What the heck does that mean?

It means that you can include and display fragments of one HTML page in another without copying and pasting any content. For example, you could quote the second paragraph from another person's blog entry by embedding something like:

<div href="http://foo.com/bar.html#xpath(/p[2])"></div>

in your blog page. The expression following the explanation point in the URL is an XPath expression.

If the page you want to transclude has a fragment identifier or a purple number, you can transclude that directly:

<div href="http://foo.com/purple.html#nid32"></div>

In fact, all you have to do is add an 'href' attribute to any of the following types of HTML tags in order to have that URL transcluded right into the page when the page loads:

<p href="http://foobar.com#nid32"></p>

<blockquote href="http://foobar.com#xpath(/p[2])"></blockquote>

<div href="includeme.html#foobar"></div>

<span href="../../relativefile.html#foobar"></span>

<q href="http://foobar.com#foobar"></q>

Here's the great thing about this new release -- there's nothing to install! We do some magic (see the Release Notes below to see how) to make it so that you have absolutely no server to install. I host everything on my webserver now, at codinginparadise.org, even the inclusion service and JavaScript, so all you have to do is add the following JavaScript to the top of your page:

<script src="http://codinginparadise.org/projects/purple-include/purple-include.js"></script>

Plus, Purple Include now works across Safari, Internet Explorer, and Firefox (Opera probably too -- I just haven't tested). The client-side JavaScript is now just about 9K.

See the example page for examples and usage. Also see the README file. You can view the JavaScript file as well if you want.

This is all beta stuff, so as usual, if you see bugs, tell me -- or even better, fix it ;)

RELEASE NOTES for August 15th, 2007 Purple Include 1.9

This is a pretty radical refactoring of the Purple Include code. The big highlights in this version:

* Now works cross-browser: Internet Explorer, Firefox, and Safari (Opera should work but has not been tested)

* There are no server-side requirements anymore. Instead, the inclusion service is hosted on my web site at codinginparadise.org and we do a trick in the JavaScript (the JSONP/Script tag trick) in order to do transclusions through a third-party web site. All you have to do is drop the JavaScript into your page and start using it.

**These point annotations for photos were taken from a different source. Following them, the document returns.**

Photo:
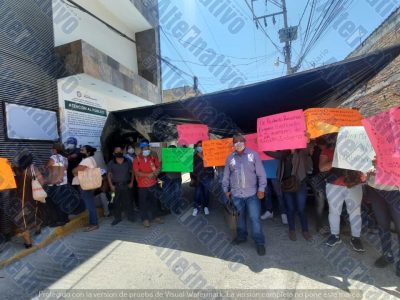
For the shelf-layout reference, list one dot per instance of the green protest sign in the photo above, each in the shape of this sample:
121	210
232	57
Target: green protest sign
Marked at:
177	159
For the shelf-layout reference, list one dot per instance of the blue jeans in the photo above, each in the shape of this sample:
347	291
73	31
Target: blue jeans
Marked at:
250	207
297	201
202	193
172	190
88	198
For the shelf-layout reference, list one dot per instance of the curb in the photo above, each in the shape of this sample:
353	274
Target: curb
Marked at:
73	225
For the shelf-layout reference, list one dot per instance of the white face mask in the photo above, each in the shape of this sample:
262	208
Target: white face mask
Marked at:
239	146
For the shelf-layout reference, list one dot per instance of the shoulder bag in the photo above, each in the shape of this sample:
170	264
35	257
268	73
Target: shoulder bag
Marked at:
292	183
90	178
38	193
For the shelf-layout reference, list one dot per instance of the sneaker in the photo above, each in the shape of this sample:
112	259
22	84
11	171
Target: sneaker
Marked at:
292	235
267	215
357	244
324	230
237	241
261	250
384	261
333	240
115	222
284	219
195	212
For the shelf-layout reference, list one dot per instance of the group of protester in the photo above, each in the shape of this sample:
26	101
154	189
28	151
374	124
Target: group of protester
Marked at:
132	181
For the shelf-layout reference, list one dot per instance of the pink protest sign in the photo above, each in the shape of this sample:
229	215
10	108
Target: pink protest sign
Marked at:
380	132
395	122
189	134
282	131
251	143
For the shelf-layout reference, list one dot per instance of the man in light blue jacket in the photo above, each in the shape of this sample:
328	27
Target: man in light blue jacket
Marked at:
244	182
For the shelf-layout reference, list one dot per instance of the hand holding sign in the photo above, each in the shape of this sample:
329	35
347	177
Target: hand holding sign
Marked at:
177	159
215	152
252	143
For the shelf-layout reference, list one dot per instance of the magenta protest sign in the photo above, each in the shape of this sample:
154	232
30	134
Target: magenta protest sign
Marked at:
282	131
189	134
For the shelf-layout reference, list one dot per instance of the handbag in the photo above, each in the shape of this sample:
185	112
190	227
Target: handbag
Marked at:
38	193
56	172
90	178
292	183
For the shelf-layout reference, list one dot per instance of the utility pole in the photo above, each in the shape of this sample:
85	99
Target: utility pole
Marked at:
288	49
286	35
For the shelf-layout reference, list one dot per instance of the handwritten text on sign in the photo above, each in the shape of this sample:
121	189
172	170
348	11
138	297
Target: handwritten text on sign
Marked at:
215	152
7	180
177	159
395	122
353	150
282	131
252	143
322	121
189	134
380	132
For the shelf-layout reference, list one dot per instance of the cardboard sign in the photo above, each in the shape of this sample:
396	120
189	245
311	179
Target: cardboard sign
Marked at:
321	121
395	123
215	152
282	131
380	132
189	134
252	143
7	180
177	159
353	150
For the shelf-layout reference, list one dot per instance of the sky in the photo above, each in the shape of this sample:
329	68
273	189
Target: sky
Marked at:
217	40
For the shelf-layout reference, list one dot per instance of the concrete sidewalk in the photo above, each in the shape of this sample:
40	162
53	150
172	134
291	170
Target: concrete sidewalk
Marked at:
194	252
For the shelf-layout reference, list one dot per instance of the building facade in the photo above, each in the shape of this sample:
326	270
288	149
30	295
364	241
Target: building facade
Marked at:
64	65
383	91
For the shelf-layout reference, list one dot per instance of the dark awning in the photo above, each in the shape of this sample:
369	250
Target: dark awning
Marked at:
238	109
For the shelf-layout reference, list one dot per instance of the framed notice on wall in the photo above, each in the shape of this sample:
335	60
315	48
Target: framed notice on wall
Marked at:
30	123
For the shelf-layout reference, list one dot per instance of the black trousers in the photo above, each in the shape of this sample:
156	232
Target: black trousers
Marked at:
123	202
59	201
148	203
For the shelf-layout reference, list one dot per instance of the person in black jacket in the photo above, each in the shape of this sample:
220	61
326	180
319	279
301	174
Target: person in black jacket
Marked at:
201	178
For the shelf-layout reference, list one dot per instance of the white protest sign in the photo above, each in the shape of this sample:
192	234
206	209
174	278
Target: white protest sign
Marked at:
353	150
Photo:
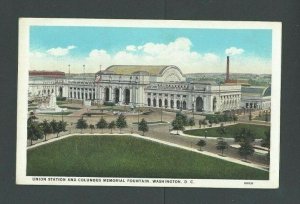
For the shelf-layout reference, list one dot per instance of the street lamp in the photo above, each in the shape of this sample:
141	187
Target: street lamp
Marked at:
160	114
138	115
193	106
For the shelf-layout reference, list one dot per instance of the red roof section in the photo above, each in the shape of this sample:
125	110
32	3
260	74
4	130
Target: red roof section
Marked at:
54	74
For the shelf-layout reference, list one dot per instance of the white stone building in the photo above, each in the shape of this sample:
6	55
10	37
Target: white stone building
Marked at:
256	97
144	86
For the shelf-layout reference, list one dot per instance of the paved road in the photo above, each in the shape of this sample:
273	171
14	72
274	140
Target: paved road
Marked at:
161	132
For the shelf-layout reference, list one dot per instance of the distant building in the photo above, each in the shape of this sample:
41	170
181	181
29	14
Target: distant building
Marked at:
256	97
144	86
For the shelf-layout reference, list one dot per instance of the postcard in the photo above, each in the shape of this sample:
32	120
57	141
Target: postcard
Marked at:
158	103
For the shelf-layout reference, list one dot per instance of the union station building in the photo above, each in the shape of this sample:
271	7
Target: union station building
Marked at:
139	86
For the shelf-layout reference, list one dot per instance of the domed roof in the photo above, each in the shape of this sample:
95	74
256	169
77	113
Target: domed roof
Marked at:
134	69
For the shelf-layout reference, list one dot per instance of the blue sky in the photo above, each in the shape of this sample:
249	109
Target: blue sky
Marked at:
193	50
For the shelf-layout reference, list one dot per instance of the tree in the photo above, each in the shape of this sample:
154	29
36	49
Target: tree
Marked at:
191	122
121	122
204	123
245	134
267	117
222	145
102	124
61	127
246	149
183	118
34	130
266	142
201	143
54	126
200	123
47	128
177	124
143	126
222	130
92	127
112	125
250	116
235	118
81	124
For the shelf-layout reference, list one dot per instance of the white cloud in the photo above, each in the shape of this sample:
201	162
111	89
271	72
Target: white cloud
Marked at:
59	51
37	54
178	52
234	51
131	48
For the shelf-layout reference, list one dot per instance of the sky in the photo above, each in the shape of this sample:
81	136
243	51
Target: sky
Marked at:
193	50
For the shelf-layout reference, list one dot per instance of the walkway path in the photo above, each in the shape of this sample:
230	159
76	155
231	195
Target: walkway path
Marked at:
257	166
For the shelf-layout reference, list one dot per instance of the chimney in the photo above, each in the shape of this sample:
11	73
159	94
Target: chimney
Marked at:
227	69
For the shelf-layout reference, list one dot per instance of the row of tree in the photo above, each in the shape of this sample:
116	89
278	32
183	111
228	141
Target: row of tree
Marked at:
120	123
181	120
39	130
103	124
245	138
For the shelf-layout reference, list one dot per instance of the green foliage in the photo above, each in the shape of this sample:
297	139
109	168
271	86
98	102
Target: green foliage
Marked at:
183	118
143	126
221	145
216	118
61	127
246	149
34	130
244	134
201	143
92	127
81	124
54	126
231	131
177	124
266	141
235	118
102	124
126	156
222	131
58	98
107	103
191	122
200	122
112	125
121	122
47	128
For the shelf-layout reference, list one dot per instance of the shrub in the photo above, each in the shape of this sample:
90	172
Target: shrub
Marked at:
58	98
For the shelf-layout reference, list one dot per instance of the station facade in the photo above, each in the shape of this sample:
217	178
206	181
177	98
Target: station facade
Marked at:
142	86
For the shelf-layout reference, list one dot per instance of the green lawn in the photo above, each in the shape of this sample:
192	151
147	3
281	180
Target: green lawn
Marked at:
56	113
69	107
152	122
258	130
126	156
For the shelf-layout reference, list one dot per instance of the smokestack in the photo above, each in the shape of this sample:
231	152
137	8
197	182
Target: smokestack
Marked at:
227	69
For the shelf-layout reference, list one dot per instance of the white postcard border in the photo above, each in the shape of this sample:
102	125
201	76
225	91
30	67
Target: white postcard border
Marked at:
23	68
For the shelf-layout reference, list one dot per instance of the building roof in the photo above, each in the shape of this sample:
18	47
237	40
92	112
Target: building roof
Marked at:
134	69
43	73
256	91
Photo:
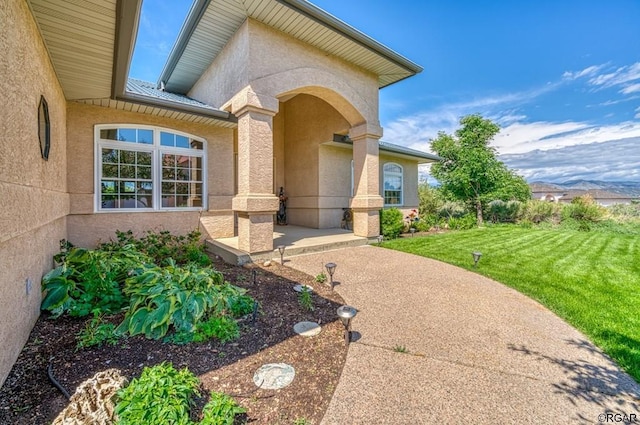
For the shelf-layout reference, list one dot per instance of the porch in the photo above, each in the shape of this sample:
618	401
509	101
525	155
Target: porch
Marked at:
297	240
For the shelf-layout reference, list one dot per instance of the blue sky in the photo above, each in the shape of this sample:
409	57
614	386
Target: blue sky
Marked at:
562	78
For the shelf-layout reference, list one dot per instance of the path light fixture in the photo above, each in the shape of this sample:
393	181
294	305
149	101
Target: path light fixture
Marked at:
476	258
331	269
281	251
346	313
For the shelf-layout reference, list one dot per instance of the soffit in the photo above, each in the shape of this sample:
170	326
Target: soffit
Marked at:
198	45
79	36
159	111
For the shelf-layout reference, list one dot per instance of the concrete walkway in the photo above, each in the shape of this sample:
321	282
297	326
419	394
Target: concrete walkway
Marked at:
477	351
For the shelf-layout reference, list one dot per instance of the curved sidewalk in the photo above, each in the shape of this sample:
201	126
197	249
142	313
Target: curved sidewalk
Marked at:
476	351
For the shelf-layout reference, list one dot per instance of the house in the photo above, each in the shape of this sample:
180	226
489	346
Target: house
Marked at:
256	95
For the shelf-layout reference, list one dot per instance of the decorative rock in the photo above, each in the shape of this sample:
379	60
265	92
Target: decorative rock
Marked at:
298	288
274	376
93	402
307	328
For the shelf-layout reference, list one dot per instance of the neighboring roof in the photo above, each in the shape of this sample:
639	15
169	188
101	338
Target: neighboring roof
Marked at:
413	153
389	148
211	23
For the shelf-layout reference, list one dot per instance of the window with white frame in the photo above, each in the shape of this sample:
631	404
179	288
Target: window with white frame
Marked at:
141	168
392	184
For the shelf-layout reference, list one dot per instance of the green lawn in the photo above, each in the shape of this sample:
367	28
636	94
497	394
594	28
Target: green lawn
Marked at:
591	279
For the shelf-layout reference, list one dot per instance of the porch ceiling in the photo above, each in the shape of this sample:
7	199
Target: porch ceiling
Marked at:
79	36
211	23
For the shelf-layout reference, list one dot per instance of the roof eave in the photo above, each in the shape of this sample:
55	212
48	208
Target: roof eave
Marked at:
198	8
314	12
167	104
127	20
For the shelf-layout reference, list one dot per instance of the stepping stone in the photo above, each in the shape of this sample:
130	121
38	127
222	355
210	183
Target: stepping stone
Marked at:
307	328
274	376
298	288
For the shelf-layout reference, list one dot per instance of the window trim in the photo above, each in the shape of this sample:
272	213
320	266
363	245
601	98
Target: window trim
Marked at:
393	173
156	150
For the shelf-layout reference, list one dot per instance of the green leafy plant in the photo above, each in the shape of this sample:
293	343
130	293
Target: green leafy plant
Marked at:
221	328
391	223
96	332
240	305
89	280
161	394
220	410
305	300
162	246
174	296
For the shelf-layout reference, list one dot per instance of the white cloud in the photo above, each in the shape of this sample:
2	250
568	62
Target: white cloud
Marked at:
587	72
633	88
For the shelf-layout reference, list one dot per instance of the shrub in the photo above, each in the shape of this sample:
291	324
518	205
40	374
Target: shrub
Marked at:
89	280
174	296
500	211
452	209
96	332
462	223
584	210
537	212
391	223
162	246
163	395
220	410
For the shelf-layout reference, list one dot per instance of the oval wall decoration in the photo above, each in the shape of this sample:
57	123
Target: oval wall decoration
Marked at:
44	128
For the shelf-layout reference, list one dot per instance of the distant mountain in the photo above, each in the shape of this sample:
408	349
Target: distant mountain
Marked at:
628	188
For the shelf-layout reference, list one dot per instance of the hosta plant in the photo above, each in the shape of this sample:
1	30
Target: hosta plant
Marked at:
174	296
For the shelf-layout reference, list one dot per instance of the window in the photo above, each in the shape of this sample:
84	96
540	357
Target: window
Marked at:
392	181
146	168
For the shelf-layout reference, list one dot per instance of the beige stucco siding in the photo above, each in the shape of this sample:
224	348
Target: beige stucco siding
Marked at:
87	228
311	178
32	190
274	64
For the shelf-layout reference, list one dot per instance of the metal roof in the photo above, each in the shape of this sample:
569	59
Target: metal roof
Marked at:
211	23
80	39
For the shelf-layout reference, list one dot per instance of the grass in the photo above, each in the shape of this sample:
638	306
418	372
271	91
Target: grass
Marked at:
590	279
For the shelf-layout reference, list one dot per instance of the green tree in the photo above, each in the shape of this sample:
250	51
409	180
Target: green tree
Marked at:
470	171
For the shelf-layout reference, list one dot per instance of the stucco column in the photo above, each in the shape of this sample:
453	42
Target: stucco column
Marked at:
255	202
367	201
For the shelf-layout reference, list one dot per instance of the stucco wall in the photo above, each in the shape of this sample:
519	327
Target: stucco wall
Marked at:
87	228
310	175
32	190
409	181
275	64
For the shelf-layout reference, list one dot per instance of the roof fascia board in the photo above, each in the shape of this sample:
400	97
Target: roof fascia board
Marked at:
167	104
194	16
315	13
127	20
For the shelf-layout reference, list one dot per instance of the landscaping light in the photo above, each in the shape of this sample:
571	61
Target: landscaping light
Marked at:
476	258
346	314
281	251
331	268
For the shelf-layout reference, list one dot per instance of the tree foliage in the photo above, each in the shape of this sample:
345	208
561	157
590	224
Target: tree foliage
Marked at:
470	171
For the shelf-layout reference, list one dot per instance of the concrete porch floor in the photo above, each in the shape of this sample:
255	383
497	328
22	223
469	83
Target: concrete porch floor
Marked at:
297	240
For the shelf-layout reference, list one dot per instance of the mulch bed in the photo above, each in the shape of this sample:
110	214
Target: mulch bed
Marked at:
28	397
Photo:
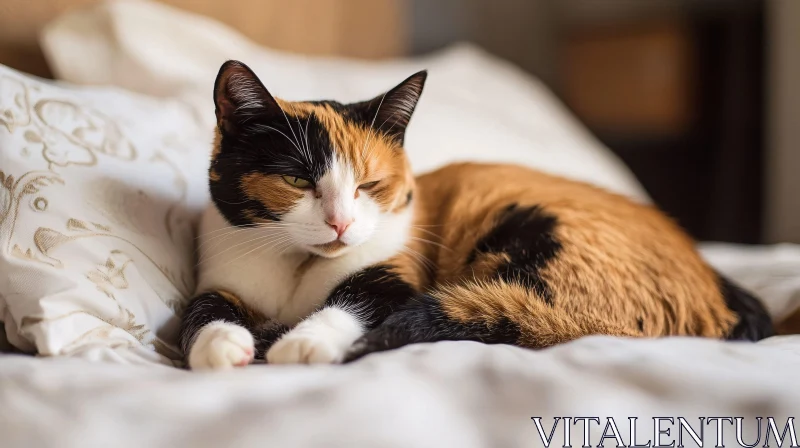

* We no longer have an <hx:include> tag; instead, you can simply add an 'href' attribute to many different HTML types and have that type transclude it's contents:

<p href="http://codinginparadise.org/paperairplane#xpath(//[@id='table_of_contents']")</p>

This works for the following tags: P, BLOCKQUOTE, Q, PRE, DIV, SPAN

* The client-side script has gotten vastly smaller and simpler -- the script is now only about 9K.

* We now use the notation #xpath(//p) around an XPath expression rather than using an exclamation point, such as #xpath!//p. This is in keeping with the pseudo-standard that has developed around this practice, such as #xpointer() -- it also opens up the possibility of chaining together expressions in the future, such as #xpath(//expression1)xpath(//expression2), which would return the results of both expressions.

* The little roller image, roller.gif, used to be a pain in the butt to configure because it was always relative to the page you are using transclusions on, which therefore required you to specify a relative path or something using a META tag. To cut down on configuration, I now just host this image on my web server -- you can set it to your own path using the META tag 'purple.include.rollerURL' but we default it inside the code to my webserver. This means that all you have to do now to use Purple Include is have the JavaScript file -- that's it.